Any certificate is tied to domain or masked domain. Covering both *.digitalmars.com and *.dlang.org with same certificate is impossible.
February 21, 2014
On 2/21/2014 4:39 PM, Brad Anderson wrote:
> On Friday, 21 February 2014 at 21:37:39 UTC, Walter Bright wrote:
>>
>> Would that work for all the websites? I.e. digitalmars.com, dlang.org,
>> etc., or would it be a separate charge for each?
>
> The one cost and you could cover everything. StartSSL is novel in that
> all they do is verify your identity then let you generate as many
> certificates as you want. Most other CAs charge on a per certificate
> basis. I'm pretty happy with StartSSL apart from their terrible website.

This is true (I do it on my server, hosting a couple domains ATM).

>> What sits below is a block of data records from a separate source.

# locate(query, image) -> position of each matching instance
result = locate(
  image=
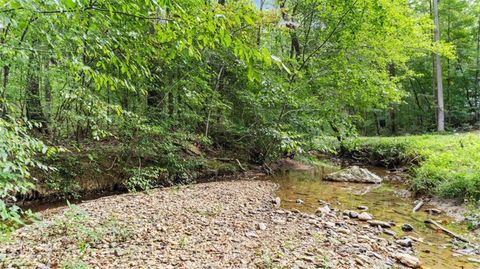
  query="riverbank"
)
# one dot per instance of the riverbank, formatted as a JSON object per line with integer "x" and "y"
{"x": 446, "y": 166}
{"x": 220, "y": 224}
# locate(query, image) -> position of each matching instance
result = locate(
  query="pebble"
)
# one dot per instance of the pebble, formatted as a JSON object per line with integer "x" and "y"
{"x": 408, "y": 260}
{"x": 261, "y": 226}
{"x": 380, "y": 223}
{"x": 277, "y": 201}
{"x": 389, "y": 232}
{"x": 362, "y": 207}
{"x": 322, "y": 210}
{"x": 406, "y": 242}
{"x": 407, "y": 227}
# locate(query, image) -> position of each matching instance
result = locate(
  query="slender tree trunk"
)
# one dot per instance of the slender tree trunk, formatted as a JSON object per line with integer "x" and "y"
{"x": 477, "y": 75}
{"x": 295, "y": 43}
{"x": 438, "y": 67}
{"x": 33, "y": 105}
{"x": 259, "y": 33}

However, unless they've changed it since I last looked, you can't do subdomains (other than www.*) with their free cert.

February 21, 2014
On 2/21/2014 3:57 PM, Brad Anderson wrote:
>
> For $59.90 Walter could get a class 2 organization verification for
> Digital Mars and do code signing so we can get rid of that scary message
> when people run the installer. We use StartSSL for our code signing and
> website SSL and are happy with it.

I think it's pretty much standard practice in the Windows world to ignore that warning. I've seen very little software that does bother with that code signing.